I'm also, for the record, not far from the largest size you can buy a good sports bra for, and it costs $80, which should give you at least one factor that makes it hard as hell for larger women to do any exercise more strenuous than a slow meander. My daughter, for the record, is going to get a high quality sports bra no matter what it costs, because I spent my teenage years not developing physical activity levels because 36D boobs at 16 fucking hurt when you don't have a proper sports bra.

That said..

One of the articles I pointed you to contains the core of how "those people" get like that.. they "diet their way up the scale". Dieters fuck up their metabolism something fierce. So they lose 20 pounds, but then they gain back 30 when they stop starving themselves. Then they lose another 20 but gain back 25.. it's a vicious circle, and it starts for many people in their teen years (my cousin, for example, started cycle-dieting in middle school and when she got pregnant at 22, gained 65 pounds because her metabolism was FUBAR). 3/4 of people gain back more weight than they lost, because, frankly, starvation level diets are not long term strategies, but they're the only thing that's going to maintain the weight loss past about 5 years.

And, for the morbidly obese every pound you put on makes exercising harder, not just because clothes you can reasonably exercise in are only made up to a certain size (leaving aside the boob issue, if all you can wear is a mumu, how are you supposed to walk 2 miles in that without incapacitating yourself from chafing?), but also because you're ashamed to leave your house, let alone leave your house to exercise because overweight people get laughed at for exercising and shit on for not exercising.

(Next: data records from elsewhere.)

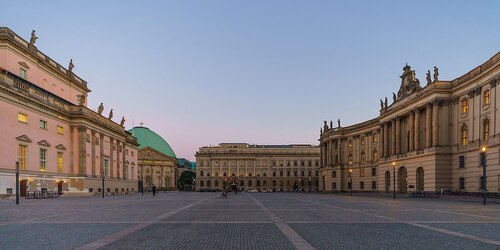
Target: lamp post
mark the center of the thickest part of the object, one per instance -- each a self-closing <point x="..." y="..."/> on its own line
<point x="394" y="179"/>
<point x="483" y="163"/>
<point x="350" y="179"/>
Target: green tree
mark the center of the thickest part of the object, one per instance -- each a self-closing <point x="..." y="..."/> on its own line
<point x="186" y="180"/>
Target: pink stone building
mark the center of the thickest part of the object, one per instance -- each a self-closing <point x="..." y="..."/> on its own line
<point x="60" y="144"/>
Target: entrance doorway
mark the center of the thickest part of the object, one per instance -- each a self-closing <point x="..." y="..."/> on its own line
<point x="22" y="187"/>
<point x="420" y="178"/>
<point x="402" y="180"/>
<point x="387" y="181"/>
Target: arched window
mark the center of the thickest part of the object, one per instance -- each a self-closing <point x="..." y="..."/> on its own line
<point x="486" y="130"/>
<point x="486" y="97"/>
<point x="465" y="133"/>
<point x="465" y="106"/>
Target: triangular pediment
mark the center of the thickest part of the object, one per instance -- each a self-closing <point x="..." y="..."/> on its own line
<point x="44" y="143"/>
<point x="149" y="153"/>
<point x="24" y="138"/>
<point x="24" y="64"/>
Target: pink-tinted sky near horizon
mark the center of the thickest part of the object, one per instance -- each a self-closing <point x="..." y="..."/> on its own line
<point x="200" y="73"/>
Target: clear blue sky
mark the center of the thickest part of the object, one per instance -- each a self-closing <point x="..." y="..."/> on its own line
<point x="263" y="72"/>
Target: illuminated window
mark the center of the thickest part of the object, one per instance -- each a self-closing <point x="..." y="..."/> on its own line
<point x="22" y="117"/>
<point x="22" y="73"/>
<point x="486" y="130"/>
<point x="43" y="159"/>
<point x="23" y="157"/>
<point x="465" y="106"/>
<point x="363" y="157"/>
<point x="465" y="133"/>
<point x="43" y="124"/>
<point x="486" y="97"/>
<point x="59" y="162"/>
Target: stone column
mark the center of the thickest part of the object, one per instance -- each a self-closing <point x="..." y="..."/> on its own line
<point x="387" y="142"/>
<point x="435" y="123"/>
<point x="417" y="129"/>
<point x="398" y="135"/>
<point x="428" y="128"/>
<point x="412" y="131"/>
<point x="92" y="145"/>
<point x="381" y="141"/>
<point x="82" y="151"/>
<point x="393" y="133"/>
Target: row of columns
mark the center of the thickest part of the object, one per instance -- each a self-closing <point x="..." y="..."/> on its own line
<point x="82" y="154"/>
<point x="431" y="136"/>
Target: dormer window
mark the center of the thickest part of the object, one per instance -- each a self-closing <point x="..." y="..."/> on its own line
<point x="465" y="106"/>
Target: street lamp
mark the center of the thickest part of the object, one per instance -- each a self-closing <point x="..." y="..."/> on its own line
<point x="483" y="163"/>
<point x="394" y="179"/>
<point x="350" y="179"/>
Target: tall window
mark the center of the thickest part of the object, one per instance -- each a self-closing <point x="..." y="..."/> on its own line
<point x="23" y="157"/>
<point x="22" y="73"/>
<point x="59" y="162"/>
<point x="22" y="117"/>
<point x="486" y="130"/>
<point x="465" y="106"/>
<point x="43" y="124"/>
<point x="486" y="97"/>
<point x="43" y="159"/>
<point x="60" y="130"/>
<point x="375" y="155"/>
<point x="465" y="133"/>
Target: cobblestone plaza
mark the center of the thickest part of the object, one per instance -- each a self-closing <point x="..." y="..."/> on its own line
<point x="249" y="221"/>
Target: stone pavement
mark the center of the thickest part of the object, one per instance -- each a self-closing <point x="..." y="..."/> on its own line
<point x="248" y="221"/>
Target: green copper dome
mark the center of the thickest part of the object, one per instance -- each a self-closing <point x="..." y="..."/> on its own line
<point x="148" y="138"/>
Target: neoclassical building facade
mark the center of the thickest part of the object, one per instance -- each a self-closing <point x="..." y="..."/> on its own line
<point x="157" y="162"/>
<point x="59" y="143"/>
<point x="259" y="167"/>
<point x="429" y="138"/>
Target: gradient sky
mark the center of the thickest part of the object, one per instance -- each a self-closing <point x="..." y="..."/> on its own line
<point x="199" y="73"/>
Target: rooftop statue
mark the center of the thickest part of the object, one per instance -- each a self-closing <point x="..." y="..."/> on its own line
<point x="100" y="109"/>
<point x="33" y="38"/>
<point x="436" y="74"/>
<point x="71" y="65"/>
<point x="81" y="99"/>
<point x="409" y="82"/>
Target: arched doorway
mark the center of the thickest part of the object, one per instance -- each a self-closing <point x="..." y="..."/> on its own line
<point x="402" y="180"/>
<point x="387" y="181"/>
<point x="420" y="178"/>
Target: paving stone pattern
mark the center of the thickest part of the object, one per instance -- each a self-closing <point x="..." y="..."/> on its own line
<point x="189" y="220"/>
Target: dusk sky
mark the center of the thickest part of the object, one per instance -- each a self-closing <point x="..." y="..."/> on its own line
<point x="200" y="73"/>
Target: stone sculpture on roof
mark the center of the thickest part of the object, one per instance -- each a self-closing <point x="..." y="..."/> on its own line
<point x="409" y="83"/>
<point x="33" y="38"/>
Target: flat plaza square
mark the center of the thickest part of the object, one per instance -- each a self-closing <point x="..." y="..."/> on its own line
<point x="192" y="220"/>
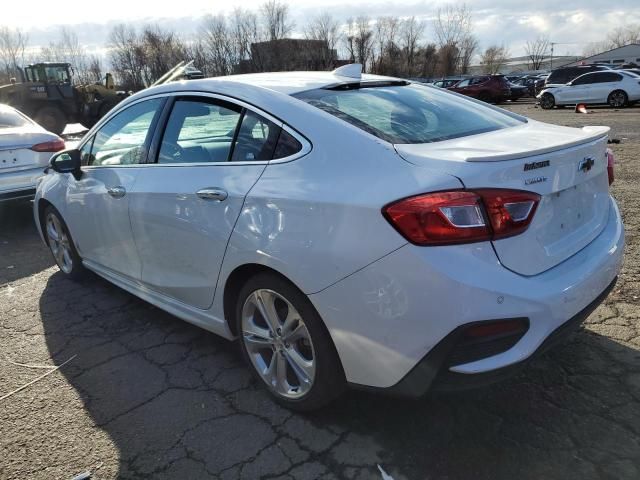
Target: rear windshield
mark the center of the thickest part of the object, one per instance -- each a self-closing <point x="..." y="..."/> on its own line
<point x="11" y="119"/>
<point x="408" y="113"/>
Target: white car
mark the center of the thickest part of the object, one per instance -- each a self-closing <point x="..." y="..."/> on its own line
<point x="25" y="150"/>
<point x="349" y="229"/>
<point x="616" y="88"/>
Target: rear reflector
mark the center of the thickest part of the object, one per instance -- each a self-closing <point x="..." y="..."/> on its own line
<point x="52" y="146"/>
<point x="462" y="216"/>
<point x="500" y="327"/>
<point x="610" y="165"/>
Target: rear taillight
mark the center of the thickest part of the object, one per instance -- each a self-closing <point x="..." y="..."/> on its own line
<point x="462" y="216"/>
<point x="610" y="165"/>
<point x="51" y="146"/>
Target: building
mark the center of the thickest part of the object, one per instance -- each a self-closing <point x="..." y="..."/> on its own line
<point x="627" y="55"/>
<point x="289" y="54"/>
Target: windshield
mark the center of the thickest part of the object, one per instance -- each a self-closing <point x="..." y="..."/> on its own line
<point x="409" y="113"/>
<point x="11" y="119"/>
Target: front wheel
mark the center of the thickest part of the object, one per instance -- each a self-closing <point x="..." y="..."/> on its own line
<point x="286" y="344"/>
<point x="547" y="101"/>
<point x="61" y="245"/>
<point x="617" y="99"/>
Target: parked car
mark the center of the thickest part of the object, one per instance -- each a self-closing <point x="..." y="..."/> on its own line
<point x="614" y="87"/>
<point x="447" y="82"/>
<point x="517" y="91"/>
<point x="349" y="229"/>
<point x="488" y="88"/>
<point x="563" y="75"/>
<point x="25" y="150"/>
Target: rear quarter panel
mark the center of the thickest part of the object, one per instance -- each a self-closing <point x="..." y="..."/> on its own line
<point x="318" y="219"/>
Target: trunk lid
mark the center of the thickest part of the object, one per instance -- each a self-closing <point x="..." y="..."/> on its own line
<point x="566" y="166"/>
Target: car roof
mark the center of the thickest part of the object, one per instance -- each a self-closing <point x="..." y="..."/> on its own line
<point x="288" y="83"/>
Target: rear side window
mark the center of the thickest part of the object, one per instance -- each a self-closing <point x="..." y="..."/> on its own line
<point x="409" y="113"/>
<point x="287" y="145"/>
<point x="257" y="139"/>
<point x="199" y="132"/>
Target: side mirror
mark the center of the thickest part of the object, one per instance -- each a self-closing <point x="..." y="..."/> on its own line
<point x="68" y="161"/>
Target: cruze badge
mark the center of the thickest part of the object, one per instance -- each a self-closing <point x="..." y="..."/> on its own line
<point x="534" y="180"/>
<point x="536" y="165"/>
<point x="586" y="164"/>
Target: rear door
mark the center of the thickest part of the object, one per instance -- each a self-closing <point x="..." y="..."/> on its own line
<point x="184" y="207"/>
<point x="579" y="90"/>
<point x="603" y="84"/>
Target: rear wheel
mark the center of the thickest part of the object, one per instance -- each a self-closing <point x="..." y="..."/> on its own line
<point x="617" y="99"/>
<point x="61" y="245"/>
<point x="547" y="101"/>
<point x="286" y="344"/>
<point x="52" y="119"/>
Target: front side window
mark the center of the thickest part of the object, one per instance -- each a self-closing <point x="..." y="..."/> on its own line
<point x="123" y="139"/>
<point x="199" y="131"/>
<point x="409" y="113"/>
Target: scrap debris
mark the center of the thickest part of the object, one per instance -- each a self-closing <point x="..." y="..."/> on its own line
<point x="51" y="370"/>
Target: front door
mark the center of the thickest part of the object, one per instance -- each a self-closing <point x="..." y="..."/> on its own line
<point x="184" y="208"/>
<point x="98" y="203"/>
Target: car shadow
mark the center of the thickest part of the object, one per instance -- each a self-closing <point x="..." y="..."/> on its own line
<point x="22" y="253"/>
<point x="179" y="403"/>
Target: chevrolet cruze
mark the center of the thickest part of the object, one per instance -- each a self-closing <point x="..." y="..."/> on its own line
<point x="349" y="229"/>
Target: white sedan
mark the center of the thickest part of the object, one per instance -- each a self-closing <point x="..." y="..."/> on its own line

Date: 2009-07-14 10:33 pm (UTC)
From: [identity profile] eve-the-just.livejournal.com
b) I've seen the biggest loser; in the first season alone, 3/4 of them had starting weights below my pre-pregnancy weight.

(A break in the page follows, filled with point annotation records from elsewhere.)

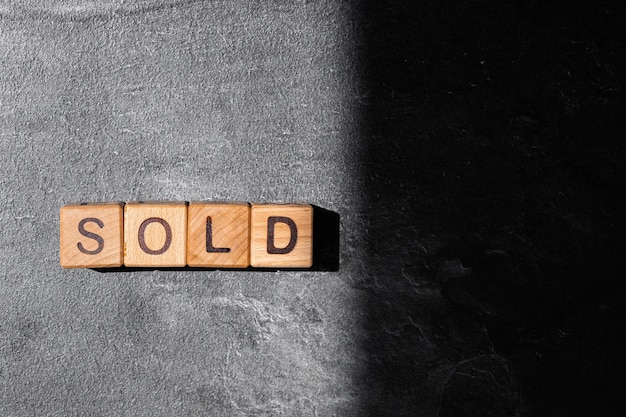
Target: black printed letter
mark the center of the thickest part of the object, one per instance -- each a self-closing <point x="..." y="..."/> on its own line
<point x="271" y="222"/>
<point x="97" y="238"/>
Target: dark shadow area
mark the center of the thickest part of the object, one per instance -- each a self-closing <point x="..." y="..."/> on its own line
<point x="325" y="249"/>
<point x="495" y="174"/>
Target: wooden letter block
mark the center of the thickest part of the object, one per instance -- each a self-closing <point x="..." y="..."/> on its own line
<point x="281" y="235"/>
<point x="155" y="234"/>
<point x="219" y="235"/>
<point x="91" y="235"/>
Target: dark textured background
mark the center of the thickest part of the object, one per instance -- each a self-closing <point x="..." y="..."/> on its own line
<point x="474" y="153"/>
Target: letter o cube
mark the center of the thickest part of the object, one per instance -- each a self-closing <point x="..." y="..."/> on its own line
<point x="155" y="234"/>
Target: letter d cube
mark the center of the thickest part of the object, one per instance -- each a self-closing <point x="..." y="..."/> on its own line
<point x="281" y="235"/>
<point x="91" y="235"/>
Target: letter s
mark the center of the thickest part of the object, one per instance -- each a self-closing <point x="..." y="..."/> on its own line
<point x="97" y="238"/>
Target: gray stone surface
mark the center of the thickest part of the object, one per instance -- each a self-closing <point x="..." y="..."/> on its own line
<point x="473" y="150"/>
<point x="188" y="100"/>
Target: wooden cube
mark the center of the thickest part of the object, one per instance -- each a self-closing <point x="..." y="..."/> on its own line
<point x="219" y="235"/>
<point x="281" y="235"/>
<point x="92" y="235"/>
<point x="155" y="234"/>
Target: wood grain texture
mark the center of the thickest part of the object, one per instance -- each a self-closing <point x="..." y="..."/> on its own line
<point x="91" y="235"/>
<point x="155" y="234"/>
<point x="281" y="235"/>
<point x="218" y="235"/>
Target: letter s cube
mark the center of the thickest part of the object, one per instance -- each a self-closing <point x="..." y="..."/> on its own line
<point x="92" y="235"/>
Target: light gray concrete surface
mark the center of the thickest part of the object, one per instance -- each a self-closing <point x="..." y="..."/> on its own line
<point x="165" y="100"/>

Yes, but I'm also guessing that they were several inches shorter than you. Ignoring the BMI calculation, you're above average height, you should be above average weight too, so yeah, you might be heavier than some people on the weight loss shows. A lot of super models weigh more than I do but look WAY skinnier and wear WAY smaller clothes (and have ribs sticking out and other disturbing looking things) again because of the height thing. It's all relative. And they're finding out BMI isn't a good measure of anything anyway. You look fine and you seem healthy enough to me.

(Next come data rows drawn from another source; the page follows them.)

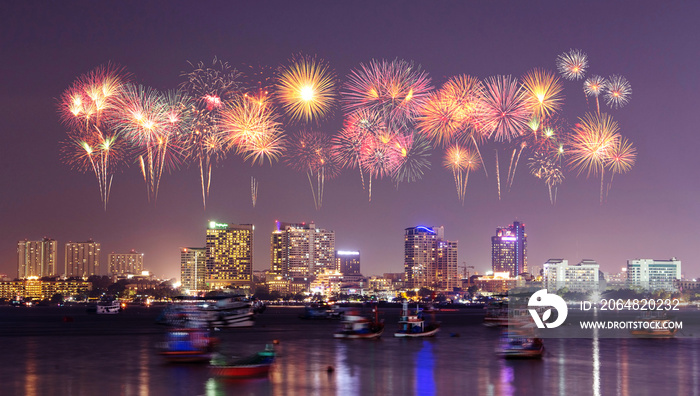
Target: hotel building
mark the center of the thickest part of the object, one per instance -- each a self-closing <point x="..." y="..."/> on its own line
<point x="509" y="249"/>
<point x="82" y="259"/>
<point x="653" y="274"/>
<point x="229" y="255"/>
<point x="37" y="258"/>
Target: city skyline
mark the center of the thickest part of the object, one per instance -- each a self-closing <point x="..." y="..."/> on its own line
<point x="642" y="217"/>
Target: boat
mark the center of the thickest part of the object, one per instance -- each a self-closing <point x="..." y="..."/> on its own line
<point x="257" y="365"/>
<point x="355" y="326"/>
<point x="516" y="345"/>
<point x="108" y="306"/>
<point x="323" y="311"/>
<point x="654" y="324"/>
<point x="496" y="315"/>
<point x="187" y="345"/>
<point x="412" y="324"/>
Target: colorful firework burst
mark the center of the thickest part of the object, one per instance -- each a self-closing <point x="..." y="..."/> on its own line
<point x="312" y="152"/>
<point x="617" y="91"/>
<point x="306" y="89"/>
<point x="572" y="65"/>
<point x="543" y="93"/>
<point x="397" y="90"/>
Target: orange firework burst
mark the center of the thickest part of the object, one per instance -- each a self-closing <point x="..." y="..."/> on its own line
<point x="543" y="92"/>
<point x="251" y="127"/>
<point x="572" y="65"/>
<point x="307" y="89"/>
<point x="451" y="110"/>
<point x="461" y="161"/>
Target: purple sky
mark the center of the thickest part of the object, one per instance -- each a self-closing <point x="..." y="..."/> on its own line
<point x="649" y="212"/>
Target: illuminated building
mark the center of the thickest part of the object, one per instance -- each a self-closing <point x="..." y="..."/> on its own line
<point x="229" y="255"/>
<point x="301" y="250"/>
<point x="347" y="262"/>
<point x="37" y="258"/>
<point x="125" y="263"/>
<point x="509" y="249"/>
<point x="497" y="283"/>
<point x="429" y="260"/>
<point x="193" y="268"/>
<point x="82" y="259"/>
<point x="582" y="278"/>
<point x="653" y="274"/>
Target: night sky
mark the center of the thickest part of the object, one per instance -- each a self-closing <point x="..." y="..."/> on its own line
<point x="651" y="212"/>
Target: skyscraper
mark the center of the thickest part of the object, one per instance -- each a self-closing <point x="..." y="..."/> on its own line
<point x="301" y="250"/>
<point x="509" y="249"/>
<point x="429" y="259"/>
<point x="193" y="268"/>
<point x="229" y="255"/>
<point x="126" y="263"/>
<point x="82" y="258"/>
<point x="347" y="262"/>
<point x="36" y="258"/>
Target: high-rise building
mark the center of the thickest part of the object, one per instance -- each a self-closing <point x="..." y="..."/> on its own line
<point x="654" y="274"/>
<point x="37" y="258"/>
<point x="229" y="255"/>
<point x="429" y="260"/>
<point x="583" y="277"/>
<point x="301" y="250"/>
<point x="193" y="268"/>
<point x="82" y="258"/>
<point x="126" y="263"/>
<point x="509" y="249"/>
<point x="347" y="262"/>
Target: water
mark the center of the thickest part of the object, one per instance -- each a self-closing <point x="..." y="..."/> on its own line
<point x="115" y="355"/>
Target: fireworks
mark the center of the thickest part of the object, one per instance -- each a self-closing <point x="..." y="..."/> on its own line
<point x="307" y="89"/>
<point x="461" y="161"/>
<point x="251" y="127"/>
<point x="543" y="93"/>
<point x="312" y="152"/>
<point x="617" y="91"/>
<point x="212" y="89"/>
<point x="506" y="112"/>
<point x="572" y="65"/>
<point x="397" y="89"/>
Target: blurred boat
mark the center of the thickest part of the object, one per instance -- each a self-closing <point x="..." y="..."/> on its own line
<point x="355" y="326"/>
<point x="187" y="345"/>
<point x="412" y="324"/>
<point x="517" y="345"/>
<point x="257" y="365"/>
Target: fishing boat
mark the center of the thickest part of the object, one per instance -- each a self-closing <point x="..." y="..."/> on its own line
<point x="516" y="345"/>
<point x="355" y="326"/>
<point x="412" y="324"/>
<point x="108" y="306"/>
<point x="654" y="324"/>
<point x="257" y="365"/>
<point x="188" y="345"/>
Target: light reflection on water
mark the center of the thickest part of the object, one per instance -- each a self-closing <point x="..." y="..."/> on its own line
<point x="124" y="362"/>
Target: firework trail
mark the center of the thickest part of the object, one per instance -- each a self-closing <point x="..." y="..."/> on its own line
<point x="621" y="159"/>
<point x="461" y="161"/>
<point x="591" y="144"/>
<point x="306" y="89"/>
<point x="92" y="145"/>
<point x="617" y="91"/>
<point x="594" y="86"/>
<point x="312" y="152"/>
<point x="212" y="88"/>
<point x="572" y="65"/>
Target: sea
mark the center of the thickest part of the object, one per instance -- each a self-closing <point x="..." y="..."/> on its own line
<point x="67" y="351"/>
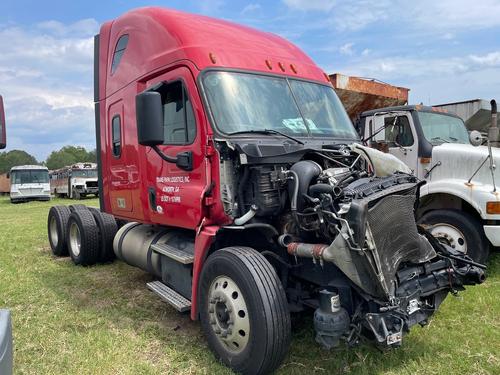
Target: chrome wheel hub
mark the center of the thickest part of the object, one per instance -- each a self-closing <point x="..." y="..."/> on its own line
<point x="228" y="314"/>
<point x="74" y="239"/>
<point x="451" y="236"/>
<point x="54" y="237"/>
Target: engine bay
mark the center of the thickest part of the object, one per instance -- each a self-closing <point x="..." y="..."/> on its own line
<point x="345" y="237"/>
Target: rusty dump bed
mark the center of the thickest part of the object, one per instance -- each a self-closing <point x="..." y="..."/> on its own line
<point x="360" y="94"/>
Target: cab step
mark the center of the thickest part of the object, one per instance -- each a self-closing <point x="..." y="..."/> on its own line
<point x="170" y="296"/>
<point x="173" y="253"/>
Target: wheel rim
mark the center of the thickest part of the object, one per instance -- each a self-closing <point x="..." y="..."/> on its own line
<point x="74" y="239"/>
<point x="451" y="236"/>
<point x="228" y="314"/>
<point x="54" y="236"/>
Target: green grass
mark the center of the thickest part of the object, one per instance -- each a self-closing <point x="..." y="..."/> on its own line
<point x="102" y="320"/>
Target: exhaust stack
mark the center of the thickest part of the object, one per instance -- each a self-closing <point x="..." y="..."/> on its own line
<point x="493" y="130"/>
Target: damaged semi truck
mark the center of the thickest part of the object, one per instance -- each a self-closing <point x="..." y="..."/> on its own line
<point x="238" y="181"/>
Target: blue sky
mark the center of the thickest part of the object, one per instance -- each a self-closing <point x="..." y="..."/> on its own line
<point x="447" y="50"/>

I hear you on the sports bra thing. This is the first time in my life that I've had to wear one and it is damned annoying. I've been blessed up to now and didn't realize it. As for sports-bra-free activities (or an exercise that will create less bounce) try roller skating. It's pretty strenuous and yet not bouncy. We had a lot of larger girls in roller derby and they seemed to like it well enough.

overweight people get laughed at for exercising and shit on for not exercising.

Yeah, I know about that one too. One of the girls I used to do derby with told me about how uncomfortable it was for her to skate in the park with us one day when it was just her and I. People who laugh are douchebags. I always get inspired when I see heavy people out running because if they can do it, what's my excuse? I get how hard it is for them, both physically and emotionally, and am seriously impressed to see them out there. Honestly, I think that is how the majority feels, but people don't express encouragement as often as say a gaggle of teenage boys will be assholes and snicker. There's also the issue that I think people who are feeling insecure may misinterpret it when we express encouragement. One of the first times Brigit went running she almost gave up because people kept saying things to her and she thought it was weird, and the first time I went I thought so too, but my running-club Dad explained that runners always say something encouraging when they pass each other. It's nothing to do with the person receiving the remark, it's that the person giving it says that (or something similar) to every runner that they pass, it's part of the brotherhood of running or something. Runners are odd ducks.